Mireia sabía que, cuando Nelson era niño, todavía sentía cierto apego por ella y Franco. Cada vez que ella se iba, podía ver cómo el niño, con los ojos enrojecidos, miraba el carro alejarse.

Pero, con el paso del tiempo, Nelson dejó atrás ese apego de polluelo. Ya no era como antes, esperando todos los días que sus padres regresaran de otro país. Cuando al fin se veían, ya casi no tenían de qué platicar.

La relación entre los tres se volvió tan distante que ni siquiera parecía la de una familia.

Eso solo aumentaba el sentimiento de culpa en Mireia, y su deseo de compensar a Nelson era cada vez mayor.

Pero la familia Tovar era una casa de gran riqueza y tradición. Nelson, criado bajo el cuidado y la disciplina de Arturo, nunca había carecido de nada, ni de objetos ni mucho menos de dinero.

Por más que pensó, Mireia no lograba dar con algo que pudiera compensar a su hijo.

Su matrimonio con Franco había sido un arreglo de sus padres. Antes de la boda, solo se habían visto tres veces. No había ni el más mínimo cariño.

Quizá, durante los primeros días de casados, hubo algo de afecto, pero eso terminó por desgastarse pronto. Lo único que quedó fue hastío, incomprensión y discusiones que parecían de mercado.

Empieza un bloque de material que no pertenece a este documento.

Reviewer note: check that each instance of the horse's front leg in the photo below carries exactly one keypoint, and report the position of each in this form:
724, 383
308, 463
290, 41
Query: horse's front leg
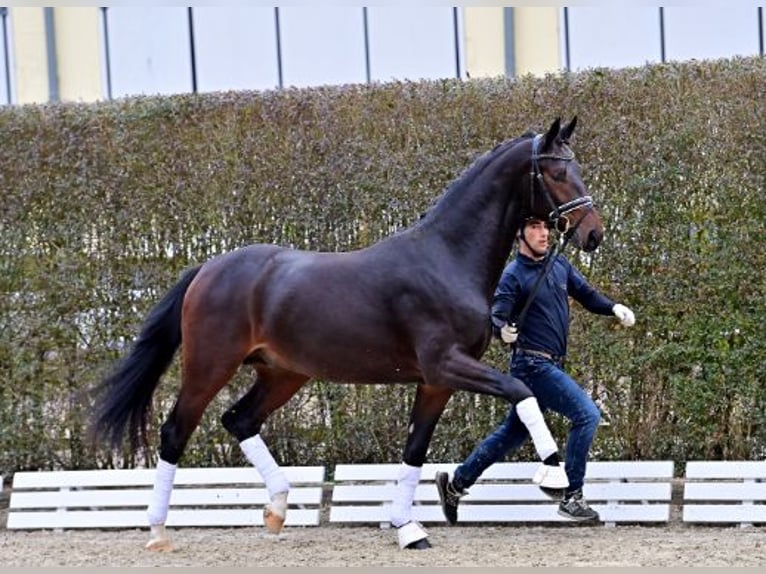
429, 405
273, 388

Su matrimonio con Franco era un desastre: solo quedaban ruinas, nada de refugio o consuelo.

Mireia pensó que, si ella ya había sufrido lo suyo en el matrimonio, al menos no quería que su hijo, a quien tanto le debía, pasara por lo mismo.

Quería que Nelson pudiera elegir a quien quisiera, sin tener que cargar con la presión de un matrimonio arreglado por la familia.

Incluso pensó que, tal vez, Arturo no estaría de acuerdo, pero estaba dispuesta a intentarlo por su hijo.

Lo que nunca se imaginó fue que la chica que Nelson elegía perteneciera precisamente a la familia Varela.